Bu arada bu kitabım ve diğer kitaplarım için alıntı, fragman ve duyuru paylaşacağım Instagram hesabı açtım. Hepinizi bekliyorum. Sizlerle sohbet etmek için sabırsızlanıyorum... Hesap mutimedyada...
Oy ve yorumlarınızı bekliyorum 💞
Keyifli okumalar 💕
Sevmek, aşık olmak, sevilmek... Bir insan birini niye severdi? Ondaki neyi görürdü de etkisi altına girerdi. Sevmek bu kadar basitse insanlar neden kimseye güvenmiyordu? Güvenle sevgi birbiriyle kardeş duygular değil miydi? Bir kadının ve erkeğin karşı tarafa önce güven vermesi gerekiyordu. Güven versin ki karşıdaki ruhunu ve bedenini ona açabilsin, açılan tüm yaralarını gösterebilsin, yaralarını sarabilecek olduğunu hissetsin. Güvensin ki sevgisini, aşkını, içindeki tüm güzel duygularını ona sunabilsin...

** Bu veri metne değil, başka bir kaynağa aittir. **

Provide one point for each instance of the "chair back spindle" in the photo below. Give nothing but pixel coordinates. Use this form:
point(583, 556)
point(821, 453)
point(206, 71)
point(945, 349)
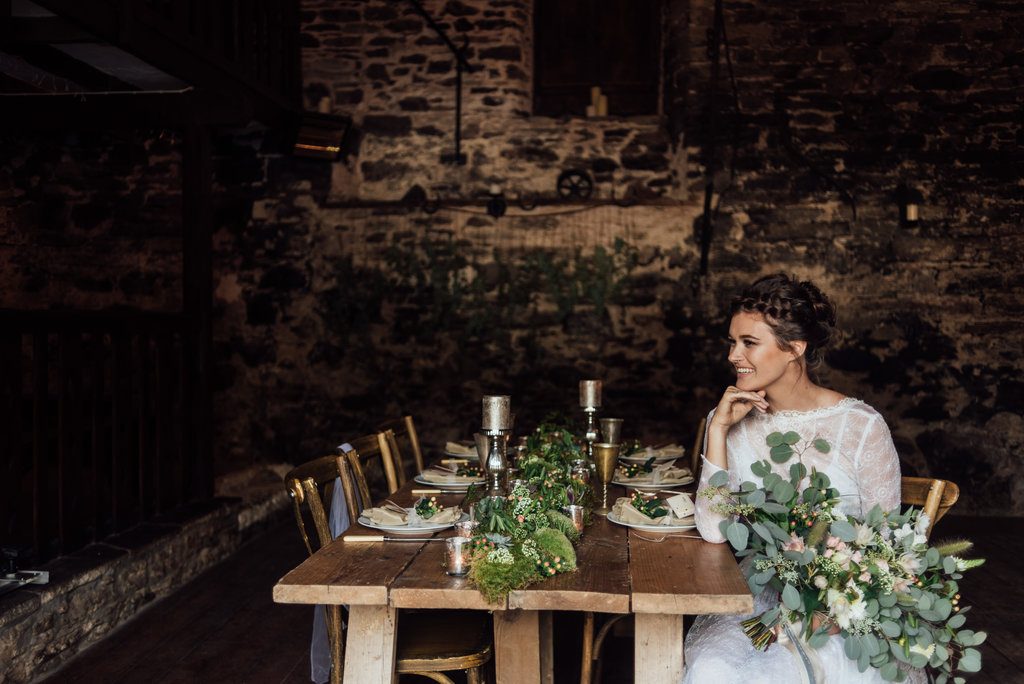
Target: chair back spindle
point(404, 429)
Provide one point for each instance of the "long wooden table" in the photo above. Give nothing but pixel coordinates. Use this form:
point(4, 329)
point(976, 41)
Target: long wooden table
point(621, 571)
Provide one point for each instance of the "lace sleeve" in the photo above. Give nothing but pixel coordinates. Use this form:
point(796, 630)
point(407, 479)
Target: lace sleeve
point(878, 468)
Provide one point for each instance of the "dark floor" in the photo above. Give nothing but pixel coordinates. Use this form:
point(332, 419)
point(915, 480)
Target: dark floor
point(224, 628)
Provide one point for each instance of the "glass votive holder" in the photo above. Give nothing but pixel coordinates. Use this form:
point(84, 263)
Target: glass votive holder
point(466, 527)
point(457, 556)
point(576, 514)
point(581, 470)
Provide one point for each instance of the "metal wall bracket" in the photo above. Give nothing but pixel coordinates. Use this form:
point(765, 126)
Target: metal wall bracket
point(12, 581)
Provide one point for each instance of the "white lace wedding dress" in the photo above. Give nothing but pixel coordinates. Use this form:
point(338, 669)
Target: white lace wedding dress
point(863, 466)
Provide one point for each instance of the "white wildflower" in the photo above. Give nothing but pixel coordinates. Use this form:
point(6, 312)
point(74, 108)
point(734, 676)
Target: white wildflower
point(923, 650)
point(864, 535)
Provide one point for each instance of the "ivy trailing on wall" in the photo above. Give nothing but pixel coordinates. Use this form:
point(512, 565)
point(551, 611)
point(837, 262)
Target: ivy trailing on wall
point(437, 286)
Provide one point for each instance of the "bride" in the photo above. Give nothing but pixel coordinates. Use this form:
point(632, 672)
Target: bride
point(777, 336)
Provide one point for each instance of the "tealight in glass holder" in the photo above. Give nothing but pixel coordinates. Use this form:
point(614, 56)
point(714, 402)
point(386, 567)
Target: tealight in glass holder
point(457, 555)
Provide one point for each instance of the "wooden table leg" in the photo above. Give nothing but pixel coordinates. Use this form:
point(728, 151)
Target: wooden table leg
point(658, 649)
point(546, 624)
point(370, 646)
point(517, 646)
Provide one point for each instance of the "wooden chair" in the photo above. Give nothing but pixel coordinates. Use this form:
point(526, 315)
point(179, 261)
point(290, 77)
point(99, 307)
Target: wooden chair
point(403, 429)
point(310, 484)
point(430, 642)
point(935, 497)
point(372, 449)
point(590, 667)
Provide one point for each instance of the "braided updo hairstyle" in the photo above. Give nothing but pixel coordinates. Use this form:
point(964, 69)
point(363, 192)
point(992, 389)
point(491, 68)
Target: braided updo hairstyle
point(795, 310)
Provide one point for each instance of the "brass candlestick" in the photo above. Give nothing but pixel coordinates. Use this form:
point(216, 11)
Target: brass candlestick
point(605, 458)
point(591, 434)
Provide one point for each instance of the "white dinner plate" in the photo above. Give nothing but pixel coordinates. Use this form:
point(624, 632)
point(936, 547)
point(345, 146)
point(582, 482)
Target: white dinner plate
point(406, 529)
point(652, 528)
point(469, 456)
point(671, 484)
point(441, 484)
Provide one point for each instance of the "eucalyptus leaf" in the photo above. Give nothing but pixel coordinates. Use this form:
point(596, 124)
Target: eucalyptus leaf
point(737, 536)
point(844, 530)
point(798, 471)
point(970, 660)
point(791, 597)
point(819, 638)
point(762, 531)
point(780, 454)
point(890, 629)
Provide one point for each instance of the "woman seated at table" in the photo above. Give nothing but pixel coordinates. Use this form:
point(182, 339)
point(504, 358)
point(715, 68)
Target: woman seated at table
point(777, 336)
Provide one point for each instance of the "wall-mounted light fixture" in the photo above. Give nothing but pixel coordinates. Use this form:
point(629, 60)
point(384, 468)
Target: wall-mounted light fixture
point(497, 205)
point(909, 201)
point(321, 135)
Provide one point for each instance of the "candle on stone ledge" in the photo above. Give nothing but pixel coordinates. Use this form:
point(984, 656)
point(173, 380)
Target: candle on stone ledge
point(590, 393)
point(497, 413)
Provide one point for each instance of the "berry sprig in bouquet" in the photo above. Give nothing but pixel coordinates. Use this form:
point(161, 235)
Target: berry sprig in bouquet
point(893, 598)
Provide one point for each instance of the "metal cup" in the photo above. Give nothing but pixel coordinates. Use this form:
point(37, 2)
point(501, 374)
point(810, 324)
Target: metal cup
point(611, 430)
point(456, 555)
point(605, 458)
point(576, 514)
point(466, 527)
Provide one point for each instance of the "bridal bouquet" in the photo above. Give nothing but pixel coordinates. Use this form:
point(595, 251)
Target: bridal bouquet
point(893, 598)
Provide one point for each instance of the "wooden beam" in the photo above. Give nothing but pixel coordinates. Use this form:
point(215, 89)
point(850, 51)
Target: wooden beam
point(198, 302)
point(43, 30)
point(103, 112)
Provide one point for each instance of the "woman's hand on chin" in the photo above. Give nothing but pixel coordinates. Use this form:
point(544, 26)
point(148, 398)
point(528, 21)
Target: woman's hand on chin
point(734, 405)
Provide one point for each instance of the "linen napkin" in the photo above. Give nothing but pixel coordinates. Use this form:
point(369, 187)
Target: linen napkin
point(626, 512)
point(444, 517)
point(669, 451)
point(459, 450)
point(385, 516)
point(681, 506)
point(667, 473)
point(432, 475)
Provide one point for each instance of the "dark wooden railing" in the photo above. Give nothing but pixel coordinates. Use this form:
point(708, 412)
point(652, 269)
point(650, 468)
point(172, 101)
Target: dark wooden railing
point(94, 426)
point(212, 43)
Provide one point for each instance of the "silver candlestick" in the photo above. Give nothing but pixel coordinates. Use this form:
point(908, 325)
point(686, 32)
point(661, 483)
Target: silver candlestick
point(496, 464)
point(497, 426)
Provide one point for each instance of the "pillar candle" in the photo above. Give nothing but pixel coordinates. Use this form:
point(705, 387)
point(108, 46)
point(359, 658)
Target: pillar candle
point(590, 393)
point(497, 413)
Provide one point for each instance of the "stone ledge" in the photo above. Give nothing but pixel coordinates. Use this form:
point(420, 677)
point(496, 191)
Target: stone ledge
point(98, 588)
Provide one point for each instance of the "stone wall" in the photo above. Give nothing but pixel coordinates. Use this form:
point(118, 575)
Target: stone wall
point(338, 304)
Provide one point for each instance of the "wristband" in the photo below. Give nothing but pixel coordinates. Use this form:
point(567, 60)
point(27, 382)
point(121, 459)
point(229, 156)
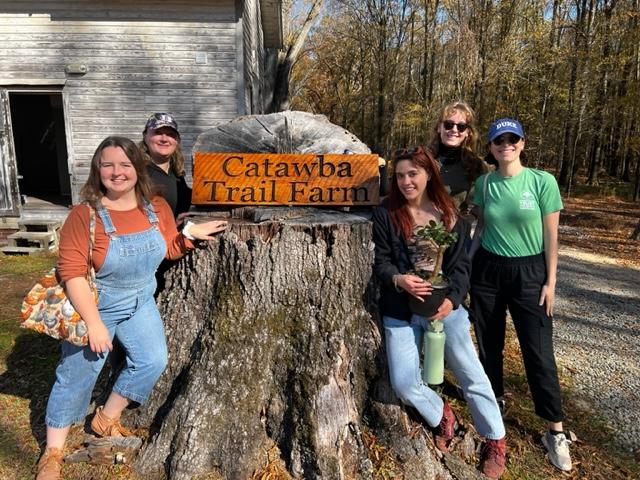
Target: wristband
point(394, 279)
point(186, 228)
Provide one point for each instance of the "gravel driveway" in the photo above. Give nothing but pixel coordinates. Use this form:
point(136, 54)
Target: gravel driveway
point(597, 337)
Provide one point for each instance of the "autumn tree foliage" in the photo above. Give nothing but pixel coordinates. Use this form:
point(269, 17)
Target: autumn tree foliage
point(568, 69)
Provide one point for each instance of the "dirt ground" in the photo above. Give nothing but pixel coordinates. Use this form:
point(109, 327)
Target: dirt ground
point(602, 226)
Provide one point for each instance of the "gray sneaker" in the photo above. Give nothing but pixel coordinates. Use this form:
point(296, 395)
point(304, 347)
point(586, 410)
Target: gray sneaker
point(558, 450)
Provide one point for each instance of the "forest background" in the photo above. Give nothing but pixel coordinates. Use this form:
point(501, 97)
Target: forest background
point(569, 70)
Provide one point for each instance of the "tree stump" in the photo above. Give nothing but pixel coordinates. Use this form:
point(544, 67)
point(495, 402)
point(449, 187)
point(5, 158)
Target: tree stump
point(274, 340)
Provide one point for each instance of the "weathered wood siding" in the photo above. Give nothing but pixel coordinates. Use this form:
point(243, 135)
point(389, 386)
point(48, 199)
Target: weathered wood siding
point(141, 57)
point(254, 56)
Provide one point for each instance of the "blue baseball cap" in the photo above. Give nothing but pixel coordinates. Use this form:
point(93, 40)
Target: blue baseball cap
point(505, 125)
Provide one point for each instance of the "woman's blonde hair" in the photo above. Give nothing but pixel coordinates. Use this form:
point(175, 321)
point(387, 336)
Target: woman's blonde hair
point(93, 190)
point(473, 164)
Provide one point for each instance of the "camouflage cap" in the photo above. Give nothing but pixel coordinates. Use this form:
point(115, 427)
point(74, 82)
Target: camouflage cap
point(159, 120)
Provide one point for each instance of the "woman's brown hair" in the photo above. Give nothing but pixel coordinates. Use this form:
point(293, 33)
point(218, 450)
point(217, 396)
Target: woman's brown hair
point(436, 192)
point(93, 190)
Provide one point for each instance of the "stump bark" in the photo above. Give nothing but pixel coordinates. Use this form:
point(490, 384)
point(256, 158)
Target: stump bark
point(274, 341)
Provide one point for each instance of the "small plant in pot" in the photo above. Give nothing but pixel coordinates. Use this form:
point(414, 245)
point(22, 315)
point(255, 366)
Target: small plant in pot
point(437, 233)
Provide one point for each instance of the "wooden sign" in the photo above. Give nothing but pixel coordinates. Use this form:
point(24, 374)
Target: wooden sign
point(285, 179)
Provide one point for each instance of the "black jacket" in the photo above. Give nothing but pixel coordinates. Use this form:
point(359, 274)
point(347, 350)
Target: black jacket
point(174, 189)
point(392, 258)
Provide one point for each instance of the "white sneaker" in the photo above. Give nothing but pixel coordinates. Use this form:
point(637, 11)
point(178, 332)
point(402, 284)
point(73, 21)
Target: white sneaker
point(558, 450)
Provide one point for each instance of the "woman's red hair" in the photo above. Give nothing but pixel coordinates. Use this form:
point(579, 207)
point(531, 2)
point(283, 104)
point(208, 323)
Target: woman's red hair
point(435, 191)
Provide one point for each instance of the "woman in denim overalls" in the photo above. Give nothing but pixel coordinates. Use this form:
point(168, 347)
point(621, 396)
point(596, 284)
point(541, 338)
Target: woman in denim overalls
point(118, 188)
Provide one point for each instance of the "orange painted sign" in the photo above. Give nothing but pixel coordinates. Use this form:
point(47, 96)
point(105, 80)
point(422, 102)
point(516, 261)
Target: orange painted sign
point(285, 179)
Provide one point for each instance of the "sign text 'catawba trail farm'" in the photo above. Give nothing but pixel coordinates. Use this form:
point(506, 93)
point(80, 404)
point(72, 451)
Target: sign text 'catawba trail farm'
point(285, 179)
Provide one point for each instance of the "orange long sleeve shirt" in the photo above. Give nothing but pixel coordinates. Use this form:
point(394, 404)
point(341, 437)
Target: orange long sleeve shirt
point(73, 255)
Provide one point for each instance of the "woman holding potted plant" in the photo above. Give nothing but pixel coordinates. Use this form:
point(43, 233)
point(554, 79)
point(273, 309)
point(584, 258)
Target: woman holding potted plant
point(515, 268)
point(417, 198)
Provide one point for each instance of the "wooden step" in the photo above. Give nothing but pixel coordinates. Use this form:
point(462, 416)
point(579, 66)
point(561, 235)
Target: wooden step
point(42, 240)
point(39, 225)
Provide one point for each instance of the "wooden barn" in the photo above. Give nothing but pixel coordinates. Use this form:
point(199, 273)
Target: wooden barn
point(74, 71)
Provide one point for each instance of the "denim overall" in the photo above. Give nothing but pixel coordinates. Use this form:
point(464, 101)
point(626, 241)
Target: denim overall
point(126, 283)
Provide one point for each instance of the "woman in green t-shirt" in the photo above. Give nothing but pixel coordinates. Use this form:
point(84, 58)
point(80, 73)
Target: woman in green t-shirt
point(515, 268)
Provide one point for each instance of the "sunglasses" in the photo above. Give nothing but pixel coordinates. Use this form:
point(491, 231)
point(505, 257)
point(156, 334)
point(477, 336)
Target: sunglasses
point(448, 125)
point(508, 138)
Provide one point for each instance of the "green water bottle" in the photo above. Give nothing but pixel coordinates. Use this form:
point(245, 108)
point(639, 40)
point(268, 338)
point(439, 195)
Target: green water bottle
point(433, 349)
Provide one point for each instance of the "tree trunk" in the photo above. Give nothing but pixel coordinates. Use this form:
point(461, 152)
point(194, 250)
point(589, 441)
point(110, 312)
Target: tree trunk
point(636, 232)
point(274, 345)
point(286, 59)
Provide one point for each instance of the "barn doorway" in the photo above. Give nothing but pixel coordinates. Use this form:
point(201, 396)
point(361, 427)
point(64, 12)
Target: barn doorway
point(37, 120)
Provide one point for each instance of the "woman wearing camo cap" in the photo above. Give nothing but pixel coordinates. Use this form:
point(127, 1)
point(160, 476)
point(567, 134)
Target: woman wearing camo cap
point(161, 148)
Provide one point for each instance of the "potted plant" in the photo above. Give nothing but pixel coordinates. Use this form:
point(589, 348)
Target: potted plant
point(437, 233)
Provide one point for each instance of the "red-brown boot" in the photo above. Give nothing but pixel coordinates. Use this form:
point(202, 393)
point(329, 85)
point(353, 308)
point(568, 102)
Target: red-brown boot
point(50, 465)
point(493, 457)
point(445, 432)
point(104, 426)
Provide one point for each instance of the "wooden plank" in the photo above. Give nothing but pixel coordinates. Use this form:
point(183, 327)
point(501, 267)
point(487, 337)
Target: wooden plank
point(285, 179)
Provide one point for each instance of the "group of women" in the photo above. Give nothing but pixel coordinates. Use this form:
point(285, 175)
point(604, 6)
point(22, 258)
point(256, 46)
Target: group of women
point(137, 196)
point(511, 264)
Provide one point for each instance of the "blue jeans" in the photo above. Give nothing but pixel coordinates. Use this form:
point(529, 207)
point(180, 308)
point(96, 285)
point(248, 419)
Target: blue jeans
point(404, 341)
point(126, 284)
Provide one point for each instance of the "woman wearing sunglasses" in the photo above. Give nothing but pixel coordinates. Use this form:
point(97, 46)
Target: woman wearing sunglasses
point(454, 144)
point(417, 197)
point(515, 268)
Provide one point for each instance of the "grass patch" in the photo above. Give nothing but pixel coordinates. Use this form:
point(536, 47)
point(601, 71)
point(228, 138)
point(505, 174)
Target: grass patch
point(595, 455)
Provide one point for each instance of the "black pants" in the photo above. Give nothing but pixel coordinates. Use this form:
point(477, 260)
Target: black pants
point(498, 283)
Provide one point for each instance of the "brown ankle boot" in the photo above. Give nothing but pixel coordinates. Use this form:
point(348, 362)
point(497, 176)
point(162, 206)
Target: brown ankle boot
point(50, 465)
point(104, 426)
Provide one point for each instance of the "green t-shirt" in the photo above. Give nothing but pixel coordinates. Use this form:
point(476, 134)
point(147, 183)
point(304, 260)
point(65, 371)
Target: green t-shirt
point(513, 209)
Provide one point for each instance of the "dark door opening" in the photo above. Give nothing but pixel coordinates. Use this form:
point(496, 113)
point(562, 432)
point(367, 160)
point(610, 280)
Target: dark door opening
point(41, 148)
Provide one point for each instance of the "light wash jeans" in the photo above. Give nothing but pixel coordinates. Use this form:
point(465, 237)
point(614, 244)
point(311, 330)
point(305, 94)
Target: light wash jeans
point(404, 342)
point(126, 284)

Sevilmek... Sevilmek çok kolaydı... Bir insan yandan bir gülüşünüze, işveli bir bakışınıza ya da en basiti vücudunuzun ölçülebilen yerlerinizi sevebilirdi... Sevilmek sevmekten daha güzeldi. Sevdiğin zaman karşılığının olup olmadığını bilemiyordun ama sevildiğini karşındaki söylemeden de hissedebiliyordun. Sana olan bakışı, davranışı, verdiği değeri hissettiriyordu.
Ben şuan seviliyordum galiba... Galiba diyordum çünkü emin değildim... Emirin sevgisinden emin olamıyordum. Sevdiğini söylüyor ve her seferinde nasıl oluyorsa bir şekilde tartışıyorduk. Beni birçok zaman bilerek veya bilmeyerek üzüyordu. Seven insan sevdiğini üzer miydi? Üzülmesine hele ki de kendi tarafından yaptığı birşey yüzünden üzülmesine izin verir miydi?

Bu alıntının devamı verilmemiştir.